September 18, 2004

09.18.2004

John and the Child are off for an afternoon of Dad/Daughter time. I had put a few DVDs on to watch and immediately lost interest in watching anything.

It is so wonderful having him home. I'm trying very hard not to think about when he has to go back.

He called from Dallas, hence the "OMG!" entry. I was secretly hoping that he was coming home on leave but had told him I wouldn't believe it until he called me from the US. He'd been evasive online, talking about packing and pretty precise about not being able to be in contact for a few days. He would call when he could, and he did, he just neglected to tell me he was calling from Kuwait.

I made arrangements to leave early from work and took the rest of the day off. I stopped at home to grab my camera and then went to get him balloons and flowers to welcome him home. I debated a lot about going to get the Child, but decided to just surprise her when she got home. I'd told her before she left for school that morning that I'd surprise her when she got home. I was just going to take her out to dinner or something to celebrate the first day of school.

I got to the airport a little early but was worried about how long it would take to go through security. There was no line at the airline desk so that shaved a bunch of time off right there. They printed up a ticket for me and off I went to security.

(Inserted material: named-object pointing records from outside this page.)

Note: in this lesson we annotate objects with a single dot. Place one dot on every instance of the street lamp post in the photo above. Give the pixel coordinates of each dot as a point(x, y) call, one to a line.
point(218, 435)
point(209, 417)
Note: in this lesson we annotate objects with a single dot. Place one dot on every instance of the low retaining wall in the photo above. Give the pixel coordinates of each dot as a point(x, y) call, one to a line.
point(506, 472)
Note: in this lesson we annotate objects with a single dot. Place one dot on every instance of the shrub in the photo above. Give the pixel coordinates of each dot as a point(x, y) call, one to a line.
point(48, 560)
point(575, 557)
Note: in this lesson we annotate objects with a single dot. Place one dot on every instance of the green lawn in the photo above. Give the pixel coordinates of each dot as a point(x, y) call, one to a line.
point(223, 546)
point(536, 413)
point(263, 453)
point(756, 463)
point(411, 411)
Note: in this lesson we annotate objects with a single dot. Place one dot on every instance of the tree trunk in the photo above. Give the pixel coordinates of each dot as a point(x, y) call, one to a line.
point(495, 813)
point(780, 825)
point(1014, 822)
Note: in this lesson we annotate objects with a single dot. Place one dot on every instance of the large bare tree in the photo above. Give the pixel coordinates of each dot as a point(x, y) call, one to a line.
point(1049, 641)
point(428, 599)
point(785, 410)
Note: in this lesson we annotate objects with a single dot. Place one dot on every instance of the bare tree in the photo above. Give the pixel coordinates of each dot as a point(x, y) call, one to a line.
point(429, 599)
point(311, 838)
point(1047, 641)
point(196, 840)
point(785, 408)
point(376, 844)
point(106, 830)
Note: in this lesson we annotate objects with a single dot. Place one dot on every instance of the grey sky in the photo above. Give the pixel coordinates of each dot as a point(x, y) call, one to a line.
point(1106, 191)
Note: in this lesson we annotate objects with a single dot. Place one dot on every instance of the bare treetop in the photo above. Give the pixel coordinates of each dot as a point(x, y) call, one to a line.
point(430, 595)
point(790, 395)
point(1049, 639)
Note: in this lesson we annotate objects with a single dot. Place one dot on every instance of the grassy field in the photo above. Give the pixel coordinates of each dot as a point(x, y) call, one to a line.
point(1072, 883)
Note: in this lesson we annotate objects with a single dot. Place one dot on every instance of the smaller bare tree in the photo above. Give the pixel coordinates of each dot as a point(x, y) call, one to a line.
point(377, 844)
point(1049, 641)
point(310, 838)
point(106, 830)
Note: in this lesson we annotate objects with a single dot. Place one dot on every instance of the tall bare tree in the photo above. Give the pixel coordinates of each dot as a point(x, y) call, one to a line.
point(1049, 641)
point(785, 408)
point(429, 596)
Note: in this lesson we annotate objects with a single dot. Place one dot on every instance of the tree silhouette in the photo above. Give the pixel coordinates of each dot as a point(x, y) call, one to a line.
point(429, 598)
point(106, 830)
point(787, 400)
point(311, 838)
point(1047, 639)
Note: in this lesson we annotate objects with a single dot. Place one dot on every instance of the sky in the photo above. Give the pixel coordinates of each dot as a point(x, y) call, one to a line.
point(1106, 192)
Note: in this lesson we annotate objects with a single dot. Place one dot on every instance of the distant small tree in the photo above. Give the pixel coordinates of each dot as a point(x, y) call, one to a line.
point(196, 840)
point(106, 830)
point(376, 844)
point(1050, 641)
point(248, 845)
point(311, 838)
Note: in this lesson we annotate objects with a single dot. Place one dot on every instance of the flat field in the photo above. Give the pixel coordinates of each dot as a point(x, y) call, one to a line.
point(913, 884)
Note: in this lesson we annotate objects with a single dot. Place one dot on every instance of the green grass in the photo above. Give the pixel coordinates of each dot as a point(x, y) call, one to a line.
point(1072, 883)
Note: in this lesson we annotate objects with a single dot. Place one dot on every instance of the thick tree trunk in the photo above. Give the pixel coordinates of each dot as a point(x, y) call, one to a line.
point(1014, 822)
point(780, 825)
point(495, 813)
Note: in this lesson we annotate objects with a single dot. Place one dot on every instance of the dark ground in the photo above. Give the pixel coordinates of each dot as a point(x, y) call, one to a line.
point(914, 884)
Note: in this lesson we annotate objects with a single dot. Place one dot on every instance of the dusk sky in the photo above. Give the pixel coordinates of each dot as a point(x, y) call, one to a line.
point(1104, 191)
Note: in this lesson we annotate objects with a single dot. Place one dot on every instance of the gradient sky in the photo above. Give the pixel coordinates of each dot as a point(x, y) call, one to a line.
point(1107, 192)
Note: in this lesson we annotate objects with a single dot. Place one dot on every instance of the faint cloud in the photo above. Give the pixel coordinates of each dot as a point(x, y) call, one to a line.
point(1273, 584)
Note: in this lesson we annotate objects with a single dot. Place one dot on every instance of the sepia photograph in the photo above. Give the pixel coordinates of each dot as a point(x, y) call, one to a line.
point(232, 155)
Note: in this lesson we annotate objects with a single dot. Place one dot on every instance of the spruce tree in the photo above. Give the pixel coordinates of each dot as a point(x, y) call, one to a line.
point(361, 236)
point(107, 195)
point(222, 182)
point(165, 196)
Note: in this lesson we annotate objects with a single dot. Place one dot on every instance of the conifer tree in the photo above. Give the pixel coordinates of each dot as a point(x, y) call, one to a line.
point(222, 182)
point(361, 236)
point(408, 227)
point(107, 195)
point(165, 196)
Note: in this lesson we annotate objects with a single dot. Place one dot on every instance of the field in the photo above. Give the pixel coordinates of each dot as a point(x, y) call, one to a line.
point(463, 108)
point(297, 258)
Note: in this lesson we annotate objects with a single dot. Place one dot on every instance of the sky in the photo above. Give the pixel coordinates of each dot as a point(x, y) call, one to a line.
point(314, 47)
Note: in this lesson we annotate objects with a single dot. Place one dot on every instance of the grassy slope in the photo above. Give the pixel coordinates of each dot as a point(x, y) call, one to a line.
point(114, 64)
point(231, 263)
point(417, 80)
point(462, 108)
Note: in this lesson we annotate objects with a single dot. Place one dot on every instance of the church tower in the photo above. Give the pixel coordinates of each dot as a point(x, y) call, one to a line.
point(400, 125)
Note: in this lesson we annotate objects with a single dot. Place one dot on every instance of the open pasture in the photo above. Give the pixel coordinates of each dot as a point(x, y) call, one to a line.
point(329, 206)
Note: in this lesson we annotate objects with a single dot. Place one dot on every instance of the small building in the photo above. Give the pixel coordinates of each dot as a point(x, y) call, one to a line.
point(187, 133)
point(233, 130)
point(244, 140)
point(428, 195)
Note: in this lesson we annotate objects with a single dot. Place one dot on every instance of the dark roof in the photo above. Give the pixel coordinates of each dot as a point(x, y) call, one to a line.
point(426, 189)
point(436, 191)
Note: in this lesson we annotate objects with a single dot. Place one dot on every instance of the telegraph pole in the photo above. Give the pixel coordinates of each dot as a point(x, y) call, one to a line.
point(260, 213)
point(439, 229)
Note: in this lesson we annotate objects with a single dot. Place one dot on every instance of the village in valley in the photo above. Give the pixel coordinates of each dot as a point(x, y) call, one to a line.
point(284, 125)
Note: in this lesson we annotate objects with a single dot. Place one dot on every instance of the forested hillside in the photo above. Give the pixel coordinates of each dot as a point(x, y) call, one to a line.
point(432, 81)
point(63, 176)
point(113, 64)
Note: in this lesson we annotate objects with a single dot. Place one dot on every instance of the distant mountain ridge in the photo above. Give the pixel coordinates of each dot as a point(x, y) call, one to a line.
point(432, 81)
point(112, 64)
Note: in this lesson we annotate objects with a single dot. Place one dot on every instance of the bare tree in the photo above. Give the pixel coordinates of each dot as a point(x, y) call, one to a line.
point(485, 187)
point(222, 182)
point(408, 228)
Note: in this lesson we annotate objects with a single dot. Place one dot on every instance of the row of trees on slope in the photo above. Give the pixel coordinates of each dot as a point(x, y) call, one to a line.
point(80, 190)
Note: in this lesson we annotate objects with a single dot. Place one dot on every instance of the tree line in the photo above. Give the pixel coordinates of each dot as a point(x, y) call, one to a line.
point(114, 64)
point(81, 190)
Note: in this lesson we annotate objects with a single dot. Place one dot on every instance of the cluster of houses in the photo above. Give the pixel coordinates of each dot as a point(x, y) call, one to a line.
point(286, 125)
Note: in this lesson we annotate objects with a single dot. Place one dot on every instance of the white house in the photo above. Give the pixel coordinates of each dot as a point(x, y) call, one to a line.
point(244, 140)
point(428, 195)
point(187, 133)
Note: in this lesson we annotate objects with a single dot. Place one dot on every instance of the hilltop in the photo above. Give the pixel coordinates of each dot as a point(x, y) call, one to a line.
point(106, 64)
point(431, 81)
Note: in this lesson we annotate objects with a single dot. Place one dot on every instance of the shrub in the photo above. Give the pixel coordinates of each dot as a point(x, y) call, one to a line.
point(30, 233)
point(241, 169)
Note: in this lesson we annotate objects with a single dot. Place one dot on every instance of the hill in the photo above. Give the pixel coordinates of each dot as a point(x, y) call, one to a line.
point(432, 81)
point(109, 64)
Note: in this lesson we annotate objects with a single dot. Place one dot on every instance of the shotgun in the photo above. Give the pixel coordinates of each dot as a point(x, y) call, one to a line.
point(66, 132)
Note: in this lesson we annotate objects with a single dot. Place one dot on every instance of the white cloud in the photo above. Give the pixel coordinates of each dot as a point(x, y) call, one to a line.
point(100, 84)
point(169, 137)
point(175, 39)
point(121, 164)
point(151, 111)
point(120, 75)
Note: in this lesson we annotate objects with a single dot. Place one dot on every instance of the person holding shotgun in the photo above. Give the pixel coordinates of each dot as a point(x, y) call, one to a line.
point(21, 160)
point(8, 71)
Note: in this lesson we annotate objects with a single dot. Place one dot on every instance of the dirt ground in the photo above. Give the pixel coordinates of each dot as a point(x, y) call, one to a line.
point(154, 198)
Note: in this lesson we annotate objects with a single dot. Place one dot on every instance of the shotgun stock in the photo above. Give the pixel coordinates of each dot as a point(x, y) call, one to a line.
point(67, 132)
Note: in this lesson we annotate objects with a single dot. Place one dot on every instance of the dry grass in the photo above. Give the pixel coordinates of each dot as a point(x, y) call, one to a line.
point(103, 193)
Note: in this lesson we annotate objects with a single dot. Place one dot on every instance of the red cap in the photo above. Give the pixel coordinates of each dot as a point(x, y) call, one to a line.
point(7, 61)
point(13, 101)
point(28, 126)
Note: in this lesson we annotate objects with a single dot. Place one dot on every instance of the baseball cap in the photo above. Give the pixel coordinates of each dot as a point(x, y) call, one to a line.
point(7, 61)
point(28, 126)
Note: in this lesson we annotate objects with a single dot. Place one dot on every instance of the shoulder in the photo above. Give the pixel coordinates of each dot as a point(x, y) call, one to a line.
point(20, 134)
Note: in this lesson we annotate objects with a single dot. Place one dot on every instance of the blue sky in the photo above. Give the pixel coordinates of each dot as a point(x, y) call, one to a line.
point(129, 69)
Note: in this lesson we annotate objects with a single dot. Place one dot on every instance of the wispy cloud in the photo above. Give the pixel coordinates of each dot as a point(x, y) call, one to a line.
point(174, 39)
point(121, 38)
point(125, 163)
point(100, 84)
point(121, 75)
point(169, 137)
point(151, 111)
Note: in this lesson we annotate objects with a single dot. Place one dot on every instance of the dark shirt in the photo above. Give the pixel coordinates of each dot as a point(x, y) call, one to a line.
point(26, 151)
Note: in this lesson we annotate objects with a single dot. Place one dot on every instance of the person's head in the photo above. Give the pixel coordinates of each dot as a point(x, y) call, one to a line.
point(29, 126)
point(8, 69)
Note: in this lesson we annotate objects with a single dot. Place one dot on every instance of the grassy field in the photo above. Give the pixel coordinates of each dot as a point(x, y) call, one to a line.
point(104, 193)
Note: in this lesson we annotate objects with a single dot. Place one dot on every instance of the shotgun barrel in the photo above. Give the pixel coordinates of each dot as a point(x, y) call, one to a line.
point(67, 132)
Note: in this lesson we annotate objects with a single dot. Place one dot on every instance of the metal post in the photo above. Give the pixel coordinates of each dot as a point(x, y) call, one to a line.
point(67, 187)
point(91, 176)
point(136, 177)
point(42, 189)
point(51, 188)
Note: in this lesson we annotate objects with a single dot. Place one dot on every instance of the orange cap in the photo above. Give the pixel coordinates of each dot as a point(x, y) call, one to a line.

Not one person in line if you can believe that! I wound my way through all the little posts and met the security guard. She told me that I couldn't go through security with the balloons. She was kind and offered to keep them for me to pick up later. I went down to the gate and realized that I had an hour to wait for him.

Eventually a few more wives showed up. You can tell us apart from regular airport people. We're the ones glancing out the window of the terminal every few seconds, hoping that for some reason the plane will just appear. Now. Right now! Once we saw the plane pull in I was ready. I was going to get a picture of John walking up the gangway towards me. I walked over, sort of staking out my spot towards the front of the group so I could get a picture. They finally opened the doors and there he was. I didn't have time to get a picture because I was too busy jumping up and down like a two year old. I grabbed him and gave him a huge bear hug and just cried. 299 days since I had his arms around me. 299 days since I'd seen his smile. 299 days since I'd gotten a kiss.

We were walking towards the baggage claim area when I realized I still had the camera on and in my hand. I took a step away and snapped a quick picture of him as we were walking. That is the picture I used on his "he is home" entry. We stopped at security and got the balloons. We stopped at baggage and his giant duffel bag finally came out. We walked to the car and I felt like the luckiest, most proud wife in the world. People smiled at us and little kids waved at him. I really felt like my heart was going to burst open I was so happy.

We got stuck in traffic but it gave us a chance to just talk and catch up on everything. We decided to stop at Safeway to pick up some things for dinner. Amazingly enough, we ran into my boss in the parking lot and she welcomed him home and told me she'd see me the following week some time. We got some snacks, some steaks, some good baking potatos, some beer, and some ice cream. We finally made our way on base and parked the car...

I wanted to get a picture of the Child seeing him for the first time in so long. In the end, I'm glad I didn't. It is a memory that will be with all of us. He walked in the door first and turned into the doorway leading into the living room where she was watching TV. He just said "Hey boo-bear" and she was up off the floor and quite literally lept into his arms. They both got a bit teary-eyed and when he put her down she gave me the biggest hug and said it was the greatest surprise ever.

He is here with us for now. I know where he is at all times and, if I wanted, could pick up my cell and just say "John" and it would call him. I can fall asleep every night, listening to him breathe and snore. I can wake up in the morning and smell that he's made coffee. I can come home from work and dinner is made. The Child and I really like that dinner part!!

He's called all his family. He'll go home to see the house after he returns for good and we get some answers about his retirement. He's working very hard right now to get briefings and such done so that we have a better chance of leaving here when we want to leave.

Life feels good right now. Yes, that will change again soon, but it won't be quite so hard as it was last November when I had to watch him walk away. A month. We can do another month standing on our heads at this point. It won't be 10. It won't be "who knows when I'll see him again" time. A month. What a nice Halloween present...don't you think?